To the game's credit, it does do an admirable job trying to be multicultural. Unfortunately, this results in its characters and settings feeling archetypal, if not dangerously stereotypical.
Exposing children to different cultures in South America and China and showing solidarity between them is great, but the game is arguably haunted by the specter of colonialism, especially with its French roots and Spanish protagonists. I don't expect the game to teach any real lessons about the tragic history of colonialism or its continued relevance today, but there is a hidden, almost gross sense of privilege sewn into the subtext of this game.
Despite starring three forlorn children, some from decimated or extinct cultures themselves, there is something unnerving about the narrative world operating in Mysterious Cities of Gold, something like a naïve thread of cultural tourism, of appropriation, or historical amnesia. These children and their guardians fly around the world in the 16th century, seeking the treasure of current and lost civilizations. In actual history, this quest was tainted with blood, rape and pillaging. Is this series then a counter-narrative, a corrective to the plundering and pain that accompanied the search for the New World and its many hidden wonders?
The truth is I don't know.

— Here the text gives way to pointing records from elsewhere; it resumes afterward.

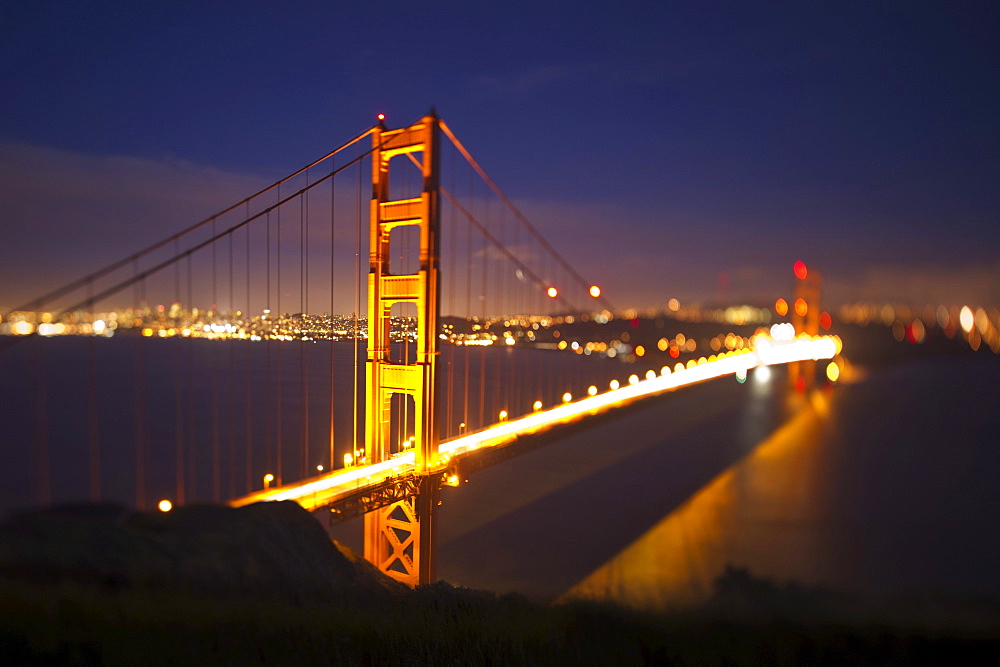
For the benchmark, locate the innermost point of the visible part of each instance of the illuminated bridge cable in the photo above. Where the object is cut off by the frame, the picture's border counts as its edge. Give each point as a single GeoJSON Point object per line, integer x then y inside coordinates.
{"type": "Point", "coordinates": [541, 284]}
{"type": "Point", "coordinates": [39, 302]}
{"type": "Point", "coordinates": [172, 261]}
{"type": "Point", "coordinates": [520, 216]}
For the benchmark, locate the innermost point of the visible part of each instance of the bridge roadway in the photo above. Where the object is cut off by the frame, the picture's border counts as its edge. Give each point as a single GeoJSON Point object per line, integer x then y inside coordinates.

I haven't seen the cartoon. The game certainly doesn't offer any evidence to suggest so. In fact, it doesn't really offer anything of value at all, and the embedded ideologies of conquest and colonialism it perpetuates and exploits in the name of children's entertainment gave me pause.
For children who are fans of Mysterious Cities of Gold, it’s likely a serviceable companion piece. For everybody else out there, this game isn’t worth the time.
Disclosures: This game was obtained via publisher and reviewed on the Wii U. Approximately 3 hours of play was devoted to single-player modes.
Parents: The ESRB does not provide a description of this game's content. It features three children exploring ancient Chinese ruins, solving environmental puzzles, and avoiding pirates. There is some depiction of kidnapping and violence with the pirates, but nothing that doesn't appear on most cartoons.
Deaf & Hard of Hearing: This game does not require sound to enjoy.